Con éste y otros razonamientos semejantes, a medida que la noche pasaba, Cipriano fue levantado palmo a palmo la camisola de la muchacha. Los tersos muslos, el plano vientre, los incipientes pechos fueron descubriéndose a medida que Cipriano subía la camisola. Finalmente Cipriano sacó la camisola por la cabeza de la muchacha, para lo que tuvo que quitarle la corona de azucenas y el ramo de palma. Entonces se dijo Cipriano: "Sin duda no ofenderá a Nuestro Señor que yo me tumbe al lado de la muchacha en la litera, pues estando ella muerta, me imaginaré que yo, también muerto, yazgo en mi último lecho. Muchas veces he oído que los Santos Padres del desierto, para imaginarse más al natural su propia muerte, pasaban la noche en los carnarios orando entre los cuerpos difuntos". Cipriano se levantó de donde estaba arrodillado y se sentó al borde de la litera. Cuidadosamente empujó el cuerpo a un lado para hacerse sitio y se tumbó juntó a él. Cerró los ojos e intentó imaginarse que allí yacía Cipriano, muerto para el mundo y sus placeres.

Pero el cuerpo desnudo de la joven presionaba las carnes de Cipriano a través de su hábito de tela basta y le impedía concentrarse. Entonces se incorporó y se sacó su hábito por la cabeza, como antes hiciera con la camisola de la joven, mientras razonaba: "Muchas veces he leído que tener acceso carnal con mujer es gran pecado, pero este cuerpo muerto ya no es mujer, es sólo un cascarón sin alma, una materia de la que toda forma y espíritu se han alejado". Animado por estos razonamientos que el diablo le infundía, Cipriano se volvió hacia el cuerpo de la joven y comenzó a acariciar sus fríos miembros.

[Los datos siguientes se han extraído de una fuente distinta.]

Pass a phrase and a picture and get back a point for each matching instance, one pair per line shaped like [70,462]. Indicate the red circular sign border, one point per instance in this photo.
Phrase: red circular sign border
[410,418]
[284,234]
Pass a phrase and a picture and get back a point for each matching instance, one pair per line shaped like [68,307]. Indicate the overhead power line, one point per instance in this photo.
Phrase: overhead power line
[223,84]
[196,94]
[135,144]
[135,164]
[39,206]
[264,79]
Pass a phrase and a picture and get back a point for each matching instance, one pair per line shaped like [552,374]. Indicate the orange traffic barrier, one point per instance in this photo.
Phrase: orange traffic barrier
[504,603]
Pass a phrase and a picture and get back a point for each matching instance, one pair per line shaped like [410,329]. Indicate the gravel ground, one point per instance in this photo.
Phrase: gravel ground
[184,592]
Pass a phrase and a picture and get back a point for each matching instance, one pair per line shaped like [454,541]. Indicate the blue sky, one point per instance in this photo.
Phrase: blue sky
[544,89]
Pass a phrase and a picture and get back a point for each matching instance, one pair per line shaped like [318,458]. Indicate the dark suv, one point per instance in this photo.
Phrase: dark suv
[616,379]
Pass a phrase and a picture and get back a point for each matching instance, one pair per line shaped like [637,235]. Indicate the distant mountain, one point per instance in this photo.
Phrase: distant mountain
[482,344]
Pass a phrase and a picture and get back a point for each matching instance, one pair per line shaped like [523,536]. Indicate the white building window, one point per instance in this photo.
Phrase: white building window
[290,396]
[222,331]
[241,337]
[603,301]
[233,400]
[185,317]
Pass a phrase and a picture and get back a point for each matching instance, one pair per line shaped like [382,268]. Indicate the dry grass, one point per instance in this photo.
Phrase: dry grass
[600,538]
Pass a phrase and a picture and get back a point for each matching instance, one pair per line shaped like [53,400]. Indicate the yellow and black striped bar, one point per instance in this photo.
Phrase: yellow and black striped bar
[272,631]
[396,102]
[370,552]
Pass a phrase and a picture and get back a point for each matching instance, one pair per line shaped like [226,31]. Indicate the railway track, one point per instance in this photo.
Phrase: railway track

Se arrimó más a ella hasta terminar por colocársele encima y realizar actos nefandos. Sea por los torpes abrazos que Cipriano daba al cuerpo de la joven, sea por los misteriosos designios divinos, el color sonrosado regresó a las mejillas de la ya no doncella, que abrió sus ojos como si despertara de un largo sueño. Al ver sobre sí el feo rostro barbudo del viejo monje que hacía obscenos gestos mientras la sometía a tan cruel trato, creyó la muchacha que estaba en el infierno y un diablo le daba dolorosa tortura. Aterrorizada, comenzó a gritar: "Il diabolo, il diabolo". Cipriano, maravillado por esta milagrosa vuelta a la vida, se olvidó de su desnudez y salió corriendo a la puerta de la capilla, donde los parientes de la resucitada acababan de llegar en compungida procesión desde el pueblo cercano. Ante los ojos espantados de los parientes, Cipriano repetía a gritos con sus prominentes partes pudendas al aire: "E viva, e viva, miracolo, miracolo!". Detrás de Cipriano salió corriendo la resucitada muchacha que, refugiándose en los brazos de su madre, repetía: "Mamma, mamma, il diabolo, il diabolo me habeba". Cuenta la historia que Cipriano murió a los pocos días de aquel portentoso evento de una pulmonía, y que la joven, convencida de que había visto al diablo en su breve estancia en el infierno, se hizo monja y vivió en oración y castidad el resto de su vida. Desde entonces, la capilla del convento se llama de San Cipriano, y allí van a rogar por su curación las muchachas cuya doncellez les exacerba el mal mensil y los maridos ancianos que quieren recuperar sus fuerzas perdidas.

Todos los jóvenes celebraron esta historia que Fiameta había contado y comieron y brindaron a su salud, contentos de haber sobrevivido otro día a la peste.